The suits were filed against HHS, contending that several provisions of the rule “burden hospitals with unlawful arbitrary standards and documentation requirements and deprive hospitals of proper Medicare reimbursement for caring for patients,” the release stated.
“The hospitals take issue with the wholly arbitrary requirement that a physician must certify at the time of admission that a Medicare patient is expected to need care in the hospital for a period spanning two midnights to be considered an inpatient,” the release also said.
The so-called doc-fix bill recently approved by Congress included a six-month extension before compliance would be enforced for the two-midnight rule. AHA apparently plans to use that time contesting it in court.

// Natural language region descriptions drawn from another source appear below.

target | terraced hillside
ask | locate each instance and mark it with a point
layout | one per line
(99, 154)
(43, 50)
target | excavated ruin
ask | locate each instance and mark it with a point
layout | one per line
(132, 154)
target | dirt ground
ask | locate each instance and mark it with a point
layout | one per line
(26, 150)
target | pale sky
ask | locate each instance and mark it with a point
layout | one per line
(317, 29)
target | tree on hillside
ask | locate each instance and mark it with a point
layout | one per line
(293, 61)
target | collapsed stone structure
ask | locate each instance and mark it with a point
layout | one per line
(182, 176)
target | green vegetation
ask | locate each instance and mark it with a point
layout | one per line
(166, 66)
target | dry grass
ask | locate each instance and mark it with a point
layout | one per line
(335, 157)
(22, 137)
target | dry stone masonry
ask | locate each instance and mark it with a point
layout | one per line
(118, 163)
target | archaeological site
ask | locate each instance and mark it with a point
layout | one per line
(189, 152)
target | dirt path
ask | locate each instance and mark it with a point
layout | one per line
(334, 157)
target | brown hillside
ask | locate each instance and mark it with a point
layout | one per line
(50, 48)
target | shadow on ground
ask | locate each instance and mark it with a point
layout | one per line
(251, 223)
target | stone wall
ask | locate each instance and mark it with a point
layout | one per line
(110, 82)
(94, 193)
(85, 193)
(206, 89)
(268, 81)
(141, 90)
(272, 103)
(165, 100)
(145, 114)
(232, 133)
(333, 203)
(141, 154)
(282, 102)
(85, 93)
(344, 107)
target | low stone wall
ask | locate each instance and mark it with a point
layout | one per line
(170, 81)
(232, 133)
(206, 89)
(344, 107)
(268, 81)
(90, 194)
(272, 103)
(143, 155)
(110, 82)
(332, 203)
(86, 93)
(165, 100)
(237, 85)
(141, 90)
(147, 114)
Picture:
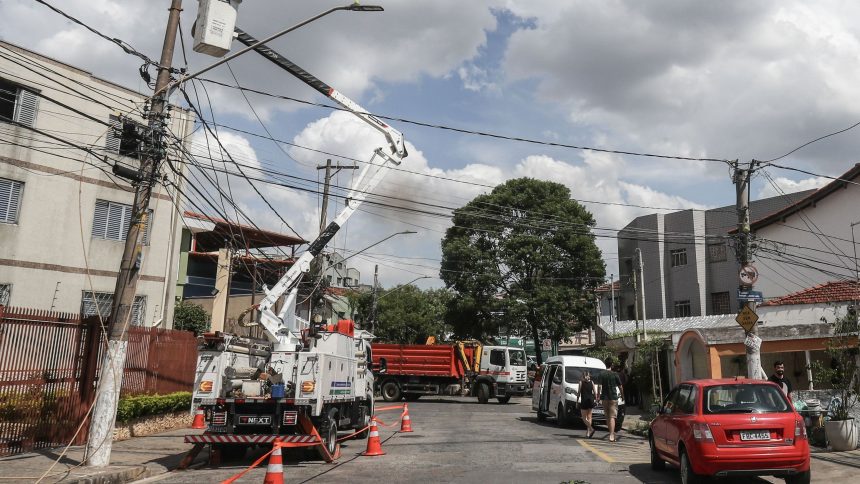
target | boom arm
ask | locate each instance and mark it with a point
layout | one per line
(282, 330)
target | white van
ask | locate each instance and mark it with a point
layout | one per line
(556, 390)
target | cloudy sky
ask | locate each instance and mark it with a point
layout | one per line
(729, 80)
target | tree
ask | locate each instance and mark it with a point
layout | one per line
(405, 313)
(524, 250)
(188, 316)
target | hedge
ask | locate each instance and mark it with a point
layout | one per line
(142, 405)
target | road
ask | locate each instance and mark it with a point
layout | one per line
(459, 440)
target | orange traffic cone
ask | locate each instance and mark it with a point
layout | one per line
(199, 421)
(405, 421)
(275, 469)
(374, 446)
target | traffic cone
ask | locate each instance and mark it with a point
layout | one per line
(199, 420)
(405, 421)
(374, 446)
(275, 469)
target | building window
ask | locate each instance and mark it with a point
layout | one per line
(682, 309)
(111, 221)
(720, 303)
(716, 252)
(5, 294)
(679, 257)
(10, 200)
(100, 304)
(124, 137)
(17, 104)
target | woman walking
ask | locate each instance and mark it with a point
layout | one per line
(586, 401)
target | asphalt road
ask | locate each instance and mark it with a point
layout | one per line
(459, 440)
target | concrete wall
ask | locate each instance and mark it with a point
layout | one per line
(49, 256)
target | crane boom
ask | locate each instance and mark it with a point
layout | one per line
(281, 328)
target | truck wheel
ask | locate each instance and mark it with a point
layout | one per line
(483, 393)
(328, 432)
(391, 391)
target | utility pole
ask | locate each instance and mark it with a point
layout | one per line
(328, 176)
(640, 267)
(752, 343)
(612, 309)
(100, 439)
(373, 303)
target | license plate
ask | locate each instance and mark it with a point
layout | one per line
(254, 420)
(762, 435)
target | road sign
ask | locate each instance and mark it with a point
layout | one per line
(748, 275)
(750, 296)
(747, 318)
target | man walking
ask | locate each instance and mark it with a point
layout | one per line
(610, 389)
(779, 378)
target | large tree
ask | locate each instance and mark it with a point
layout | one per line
(522, 255)
(405, 313)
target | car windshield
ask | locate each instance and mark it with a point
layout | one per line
(518, 357)
(745, 398)
(573, 374)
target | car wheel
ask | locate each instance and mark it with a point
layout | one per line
(391, 391)
(687, 474)
(801, 478)
(483, 393)
(657, 463)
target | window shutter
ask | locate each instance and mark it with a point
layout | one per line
(112, 139)
(25, 108)
(100, 219)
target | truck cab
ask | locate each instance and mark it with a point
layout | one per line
(556, 390)
(502, 374)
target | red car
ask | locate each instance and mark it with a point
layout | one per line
(730, 427)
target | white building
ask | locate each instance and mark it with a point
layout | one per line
(63, 214)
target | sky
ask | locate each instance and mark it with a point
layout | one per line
(726, 80)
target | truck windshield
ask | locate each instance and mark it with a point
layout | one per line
(745, 399)
(517, 357)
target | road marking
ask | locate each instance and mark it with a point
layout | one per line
(627, 451)
(595, 451)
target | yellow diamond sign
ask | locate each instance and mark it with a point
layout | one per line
(747, 318)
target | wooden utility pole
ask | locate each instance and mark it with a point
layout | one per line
(747, 276)
(100, 439)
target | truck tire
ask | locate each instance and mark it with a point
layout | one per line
(483, 393)
(391, 391)
(328, 432)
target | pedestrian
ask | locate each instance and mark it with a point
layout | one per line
(779, 378)
(610, 389)
(586, 402)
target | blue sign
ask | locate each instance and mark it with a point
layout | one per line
(750, 296)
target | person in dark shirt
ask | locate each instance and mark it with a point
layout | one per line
(610, 389)
(779, 378)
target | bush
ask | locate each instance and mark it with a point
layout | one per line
(142, 405)
(188, 316)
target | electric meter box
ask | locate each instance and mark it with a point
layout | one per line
(213, 30)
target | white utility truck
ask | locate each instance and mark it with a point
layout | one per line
(304, 382)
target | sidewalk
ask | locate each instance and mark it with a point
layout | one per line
(131, 460)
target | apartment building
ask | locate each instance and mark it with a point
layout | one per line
(63, 213)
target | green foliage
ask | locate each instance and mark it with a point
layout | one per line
(841, 373)
(530, 243)
(142, 405)
(405, 313)
(188, 316)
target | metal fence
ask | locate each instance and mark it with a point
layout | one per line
(49, 367)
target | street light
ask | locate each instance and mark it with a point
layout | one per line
(352, 7)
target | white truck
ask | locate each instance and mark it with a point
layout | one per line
(304, 382)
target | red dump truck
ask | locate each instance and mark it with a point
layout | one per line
(410, 371)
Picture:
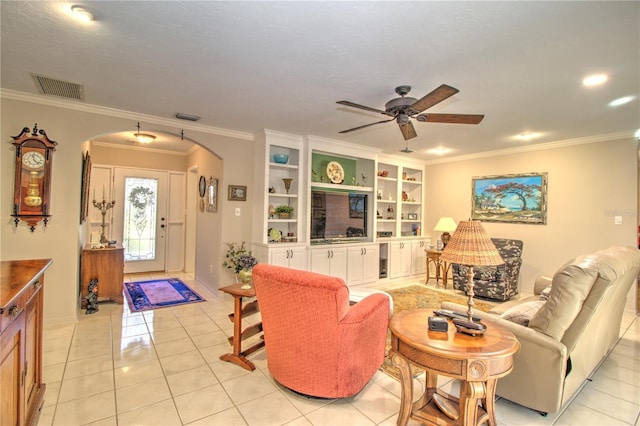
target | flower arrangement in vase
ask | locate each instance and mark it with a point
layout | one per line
(240, 260)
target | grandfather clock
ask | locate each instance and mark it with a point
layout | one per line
(32, 183)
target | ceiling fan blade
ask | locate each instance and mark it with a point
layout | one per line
(436, 96)
(408, 131)
(351, 104)
(366, 125)
(451, 118)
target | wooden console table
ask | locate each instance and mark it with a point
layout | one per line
(107, 265)
(477, 361)
(238, 356)
(441, 267)
(21, 310)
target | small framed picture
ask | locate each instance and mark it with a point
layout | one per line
(237, 193)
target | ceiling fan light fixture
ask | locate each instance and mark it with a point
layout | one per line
(144, 138)
(594, 80)
(82, 13)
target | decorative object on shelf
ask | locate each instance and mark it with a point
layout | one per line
(471, 246)
(287, 184)
(92, 297)
(284, 212)
(32, 182)
(237, 193)
(275, 235)
(202, 186)
(517, 198)
(445, 225)
(212, 195)
(280, 158)
(86, 178)
(335, 172)
(104, 206)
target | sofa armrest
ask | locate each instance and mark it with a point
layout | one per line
(539, 367)
(541, 283)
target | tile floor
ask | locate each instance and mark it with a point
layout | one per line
(162, 367)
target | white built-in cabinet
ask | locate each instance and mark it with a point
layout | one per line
(363, 263)
(329, 260)
(393, 246)
(400, 257)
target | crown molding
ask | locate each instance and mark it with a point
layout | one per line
(118, 113)
(535, 147)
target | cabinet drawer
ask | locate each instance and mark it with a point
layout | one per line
(11, 311)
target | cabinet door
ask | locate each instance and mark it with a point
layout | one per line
(298, 258)
(280, 257)
(419, 257)
(355, 265)
(371, 264)
(399, 259)
(11, 347)
(320, 261)
(33, 339)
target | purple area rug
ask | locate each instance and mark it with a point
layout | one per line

The existing two-midnight rule says admitting physicians must have good reason to believe that a patient will need two nights in the hospital before Medicare will pay full inpatient rates under Part A for the stay. Lacking such documentation, Medicare auditors will generally classify the stay as outpatient observation, which pays hospitals much less under Part B and sticks the patient with a 20% copayment. That rule went into effect Oct. 1. But it was modified so that Medicare’s aggressive recovery audit contractors could not overturn claims under the new policy until Sept. 30, 2014.
The enacted legislation requires Medicare to extend that recovery-auditing moratorium until March 31, 2015. It also gives Medicare officials the discretion to extend what’s known as the “probe and educate” process until the same date next year. Under that process, a different set of companies, known as Medicare administrative contractors, can audit a small number of short-stay inpatient claims and train hospitals on how to submit more accurate bills.

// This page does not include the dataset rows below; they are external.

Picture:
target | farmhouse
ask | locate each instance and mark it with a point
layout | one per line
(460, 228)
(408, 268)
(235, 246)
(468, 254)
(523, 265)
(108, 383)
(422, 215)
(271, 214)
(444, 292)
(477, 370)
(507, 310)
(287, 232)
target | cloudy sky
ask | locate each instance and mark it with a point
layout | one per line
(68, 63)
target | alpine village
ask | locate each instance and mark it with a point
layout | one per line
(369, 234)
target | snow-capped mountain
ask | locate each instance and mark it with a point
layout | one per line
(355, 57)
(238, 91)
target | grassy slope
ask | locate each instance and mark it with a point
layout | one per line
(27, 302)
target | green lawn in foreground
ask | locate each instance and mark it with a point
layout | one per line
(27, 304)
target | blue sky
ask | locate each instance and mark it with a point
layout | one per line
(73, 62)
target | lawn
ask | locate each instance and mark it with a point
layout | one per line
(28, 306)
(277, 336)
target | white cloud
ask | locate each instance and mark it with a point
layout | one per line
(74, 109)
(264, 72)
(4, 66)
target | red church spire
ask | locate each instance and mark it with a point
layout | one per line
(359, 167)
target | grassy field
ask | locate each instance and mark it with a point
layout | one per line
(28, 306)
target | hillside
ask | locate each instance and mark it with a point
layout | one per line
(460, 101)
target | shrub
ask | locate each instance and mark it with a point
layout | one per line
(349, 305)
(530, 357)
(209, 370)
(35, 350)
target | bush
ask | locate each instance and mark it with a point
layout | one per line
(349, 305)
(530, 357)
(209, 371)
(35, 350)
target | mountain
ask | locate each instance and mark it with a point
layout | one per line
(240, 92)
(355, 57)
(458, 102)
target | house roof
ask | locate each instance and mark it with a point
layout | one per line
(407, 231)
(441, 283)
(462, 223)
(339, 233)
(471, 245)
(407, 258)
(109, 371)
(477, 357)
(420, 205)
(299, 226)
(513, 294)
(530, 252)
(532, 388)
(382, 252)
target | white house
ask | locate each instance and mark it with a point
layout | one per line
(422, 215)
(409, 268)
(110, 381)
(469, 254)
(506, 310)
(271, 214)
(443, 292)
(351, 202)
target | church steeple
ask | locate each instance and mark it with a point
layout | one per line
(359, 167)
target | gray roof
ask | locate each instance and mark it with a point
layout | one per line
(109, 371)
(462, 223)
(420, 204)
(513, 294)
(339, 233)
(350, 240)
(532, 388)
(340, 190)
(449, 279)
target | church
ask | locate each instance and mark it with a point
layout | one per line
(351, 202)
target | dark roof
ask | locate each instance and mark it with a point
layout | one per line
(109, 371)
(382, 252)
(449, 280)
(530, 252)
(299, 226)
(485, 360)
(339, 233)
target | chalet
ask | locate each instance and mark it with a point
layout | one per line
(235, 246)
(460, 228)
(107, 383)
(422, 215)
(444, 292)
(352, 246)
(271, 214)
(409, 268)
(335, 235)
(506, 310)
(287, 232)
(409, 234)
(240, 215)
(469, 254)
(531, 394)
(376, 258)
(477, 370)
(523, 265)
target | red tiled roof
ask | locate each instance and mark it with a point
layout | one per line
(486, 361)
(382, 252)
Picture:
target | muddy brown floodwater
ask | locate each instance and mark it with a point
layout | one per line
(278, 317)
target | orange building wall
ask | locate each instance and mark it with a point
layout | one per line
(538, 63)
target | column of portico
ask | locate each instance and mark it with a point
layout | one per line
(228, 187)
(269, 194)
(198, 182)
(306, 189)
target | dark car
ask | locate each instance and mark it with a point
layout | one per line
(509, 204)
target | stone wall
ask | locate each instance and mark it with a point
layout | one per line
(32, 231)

Joining AHA in its suits are the Greater New York Hospital Association, Healthcare Association of New York State, New Jersey Hospital Association and Hospital & Healthsystem Association of Pennsylvania. The hospital plaintiffs are Wake Forest Baptist Medical Center, Winston-Salem, N.C.; Mount Sinai Hospital, New York; and hospitals that are part of Phoenix-based Banner Health and Einstein Healthcare Network, Philadelphia, the AHA release detailed. The lawsuits were filed in the U.S. District Court for the District of Columbia.